The basic idea of user-centric Identity Management is to give users the control over their identity data. Undoubtedly, this would get us quite a bit closer to real informational self-determination. Users would be able to merge their identity data from different locations and to make part of them available for website registration or other purposes.
The point is that the user should be able to control which information he wants to make available, without unintentionally or out of ignorance giving away more information than he actually wanted. This is definitely an important issue for the conscious user who esteems his own data, including the paranoid user as well as the notorious privacy activist.
The more relevant question is how the big crowd will handle the problem. This is exactly what the discussion of the mentioned meeting was all about. In the end, though, we all agreed on that everything depends on the price that will be paid for identity data.
Recently, Horst Walther sent me a nice cartoon, when we met in an meeting and discussed on RFID. The subject of the cartoon was the implantation of RFID chips under the skin – already general practice with dogs and horses. The first picture showed the person angrily rejecting the request, referring to privacy protection. In the second picture, the person was told that the RFID chip would among other things contain a couple of gimmicks and a webcam, whereupon the person accepted straight away.
This situation is comparable to user-centric Identity Management. Let´s say, a user generates “infocards” with Microsoft´s CardSpace – or provides similar identity data using a Higgins-based software – thus describing part of his or her identity. But instead of using the data for a website registration with caution, there will probably be a number of users who will more or less carelessly give away identity data as soon as they are attracted by some kind of incentive, as trivial as this may be.
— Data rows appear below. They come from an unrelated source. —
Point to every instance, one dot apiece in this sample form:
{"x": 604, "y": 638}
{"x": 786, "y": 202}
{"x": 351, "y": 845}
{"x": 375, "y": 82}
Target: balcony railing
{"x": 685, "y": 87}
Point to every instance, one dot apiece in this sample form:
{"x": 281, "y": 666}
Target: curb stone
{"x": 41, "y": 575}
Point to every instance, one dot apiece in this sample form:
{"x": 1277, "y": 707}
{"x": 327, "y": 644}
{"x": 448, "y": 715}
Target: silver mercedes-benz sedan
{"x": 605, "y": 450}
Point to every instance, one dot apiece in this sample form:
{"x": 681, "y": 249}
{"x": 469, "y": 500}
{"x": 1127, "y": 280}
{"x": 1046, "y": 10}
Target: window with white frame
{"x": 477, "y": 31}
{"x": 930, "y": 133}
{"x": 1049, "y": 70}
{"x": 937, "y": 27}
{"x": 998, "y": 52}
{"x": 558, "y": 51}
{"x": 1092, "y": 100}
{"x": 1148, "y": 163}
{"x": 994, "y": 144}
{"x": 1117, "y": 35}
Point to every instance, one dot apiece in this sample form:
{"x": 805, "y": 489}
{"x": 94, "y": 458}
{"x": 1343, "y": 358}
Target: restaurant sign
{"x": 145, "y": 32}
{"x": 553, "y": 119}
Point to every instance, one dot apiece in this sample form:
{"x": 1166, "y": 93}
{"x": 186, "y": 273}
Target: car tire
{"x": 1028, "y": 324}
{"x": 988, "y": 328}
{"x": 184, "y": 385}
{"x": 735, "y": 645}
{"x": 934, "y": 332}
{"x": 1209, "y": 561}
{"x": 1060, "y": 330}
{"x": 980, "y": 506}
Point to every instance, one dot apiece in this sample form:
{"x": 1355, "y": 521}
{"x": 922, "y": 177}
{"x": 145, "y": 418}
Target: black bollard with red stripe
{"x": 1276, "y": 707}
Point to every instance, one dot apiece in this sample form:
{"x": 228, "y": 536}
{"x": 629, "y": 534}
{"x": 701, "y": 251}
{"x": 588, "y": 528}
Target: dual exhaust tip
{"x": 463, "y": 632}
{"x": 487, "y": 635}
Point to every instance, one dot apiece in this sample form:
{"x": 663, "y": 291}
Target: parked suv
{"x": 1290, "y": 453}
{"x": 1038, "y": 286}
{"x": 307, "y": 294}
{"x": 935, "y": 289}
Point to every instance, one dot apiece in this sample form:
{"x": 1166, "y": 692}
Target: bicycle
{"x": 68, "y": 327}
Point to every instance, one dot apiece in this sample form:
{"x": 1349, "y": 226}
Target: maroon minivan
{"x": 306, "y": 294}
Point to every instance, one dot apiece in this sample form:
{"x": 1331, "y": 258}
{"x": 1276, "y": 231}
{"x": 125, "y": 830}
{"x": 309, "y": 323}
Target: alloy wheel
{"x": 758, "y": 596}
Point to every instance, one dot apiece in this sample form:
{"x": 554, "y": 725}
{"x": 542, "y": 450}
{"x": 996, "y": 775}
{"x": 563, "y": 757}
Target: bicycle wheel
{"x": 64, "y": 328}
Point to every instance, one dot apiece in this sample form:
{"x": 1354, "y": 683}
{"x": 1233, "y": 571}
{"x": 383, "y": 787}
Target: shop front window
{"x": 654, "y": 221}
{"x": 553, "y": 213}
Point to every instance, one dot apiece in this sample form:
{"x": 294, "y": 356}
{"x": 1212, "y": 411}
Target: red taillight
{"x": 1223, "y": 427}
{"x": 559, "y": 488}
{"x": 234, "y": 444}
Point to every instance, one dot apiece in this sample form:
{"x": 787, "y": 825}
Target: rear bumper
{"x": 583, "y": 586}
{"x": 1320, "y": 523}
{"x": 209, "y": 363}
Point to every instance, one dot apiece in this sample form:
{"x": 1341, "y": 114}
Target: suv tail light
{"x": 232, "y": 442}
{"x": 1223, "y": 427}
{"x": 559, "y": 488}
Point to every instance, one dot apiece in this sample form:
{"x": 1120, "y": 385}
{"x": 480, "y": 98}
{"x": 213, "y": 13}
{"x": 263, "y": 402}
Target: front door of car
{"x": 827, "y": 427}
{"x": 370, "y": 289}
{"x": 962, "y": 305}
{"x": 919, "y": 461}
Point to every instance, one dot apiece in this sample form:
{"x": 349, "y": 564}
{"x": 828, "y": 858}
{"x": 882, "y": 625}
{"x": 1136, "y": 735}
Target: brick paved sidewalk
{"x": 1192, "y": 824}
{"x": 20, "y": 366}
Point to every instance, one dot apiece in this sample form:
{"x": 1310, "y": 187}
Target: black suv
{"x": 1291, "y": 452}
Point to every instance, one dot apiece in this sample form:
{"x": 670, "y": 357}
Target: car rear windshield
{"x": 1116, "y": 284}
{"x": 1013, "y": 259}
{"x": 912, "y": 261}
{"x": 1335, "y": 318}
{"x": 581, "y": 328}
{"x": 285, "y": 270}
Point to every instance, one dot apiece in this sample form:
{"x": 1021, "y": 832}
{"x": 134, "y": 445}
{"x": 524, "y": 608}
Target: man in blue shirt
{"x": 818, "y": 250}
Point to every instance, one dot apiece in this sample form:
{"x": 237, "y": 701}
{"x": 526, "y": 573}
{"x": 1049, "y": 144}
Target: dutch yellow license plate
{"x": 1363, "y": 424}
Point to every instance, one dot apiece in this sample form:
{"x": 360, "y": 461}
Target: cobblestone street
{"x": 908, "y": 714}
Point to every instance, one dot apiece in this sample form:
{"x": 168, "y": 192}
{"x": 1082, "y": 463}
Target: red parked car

To me, the question is not if people sell their identity – in the end it will be a question of price. But I really wonder how many users will accept such a deal. 50 percent, 80%, or even more? My guess is that it will be the majority of users who¬ attach little value to their privacy and reveal identity data for something like free software, the participation in some kind of lottery, the membership in a specific community, or personalized information.
On the other hand, the situation opens up new interesting scenarios. I could imagine that some users will readily pay a little more for trustworthy services, i.e. in the field of personalization of information, if the service provider in charge with the personalization will guarantee that the provided identity data will exclusively be used for one defined purpose.
In any case, the handling of identity data will change drastically during the next few years. This will imply multiple consequences for businesses. New types of service providers and business concepts will arise. Other issues will become less important. For example, if there are easier ways to get to identity data, the effort of running click-analyses on websites for information about the user is no longer worth while. Anyway, there is one thing I am pretty sure of: A lot of people will sell their identity at a rather low price.